Erst mit Verzögerung spürte McNish die Unfallfolgen. Es sei ein "offensichtlich ziemlich schmerzhafter" Crash gewesen, sagt er heute. "Ich hatte ein großes Hämatom am Bein. Von der Fußsohle bis zur Hüfte war alles schwarz und blau. Außerdem hatte ich einen ordentlichen Schlag auf den Kopf abbekommen."

Keine Starterlaubnis für McNish

Für die behandelnden Ärzte war deshalb schnell klar: McNish würde den Japan-Grand-Prix nicht bestreiten. Toyota ging in Suzuka nur mit Mika Salo an den Start.

Diese Entscheidung kann McNish rückblickend nur begrüßen, denn er sei noch lange nach dem Unfall nicht wieder klar gewesen, betont er: "Ich habe erst vor ein paar Jahren realisiert, dass das Qualifying [durch den Unfall] um etwa zwei Stunden verzögert wurde." Denn vor dem Weiterfahren mussten die Verantwortlichen erst die Leitplanken wieder instandsetzen.

"In meinem Kopf", sagt McNish, habe die Unterbrechung "nur fünf Minuten" gedauert. "Ich hörte, wie die Autos wieder auf die Strecke fuhren, aber ich hatte damals überhaupt kein Zeitgefühl. Ich war bei Bewusstsein, ich habe mich bewegt, aber ich erinnere mich nicht an alles."

McNish wechselt auf die Langstrecke

Eine weitere Formel-1-Chance bekam McNish nicht: Der Japan-Grand-Prix als das Saisonfinale 2002 war sein letzter Auftritt als Stammfahrer - und das letzte Rennen mit nur sechs Punkteplätzen.

Nach jeweils nur einem Jahr verloren McNish und Salo ihre Cockpits für 2003 an Olivier Panis und Cristiano da Matta. McNish blieb 2003 als Renault-Testfahrer in der Formel 1, verabschiedete sich dann aber endgültig auf die Motorsport-Langstrecke.

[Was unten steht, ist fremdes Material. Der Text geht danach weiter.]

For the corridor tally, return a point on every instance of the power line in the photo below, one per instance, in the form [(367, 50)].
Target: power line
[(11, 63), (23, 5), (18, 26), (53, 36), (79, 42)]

Als Audi-Werksfahrer knüpfte McNish in den folgenden Jahren an seinen Porsche-Triumph bei den 24 Stunden von Le Mans 1998 an und erzielte 2008 sowie 2013 weitere Gesamtsiege beim Langstrecken-Klassiker in Frankreich, dazu fünf weitere Podestplätze. 2005 absolvierte McNish zudem eine Saison in der DTM und belegte mit 13 Punkten den zehnten Platz in der Gesamtwertung.

Nun steht sein Formel-1-Comeback bevor: Als Motorsport-Koordinator der Audi-Gruppe ist McNish in einer leitenden Funktion in das Grand-Prix-Projekt der deutschen Marke involviert.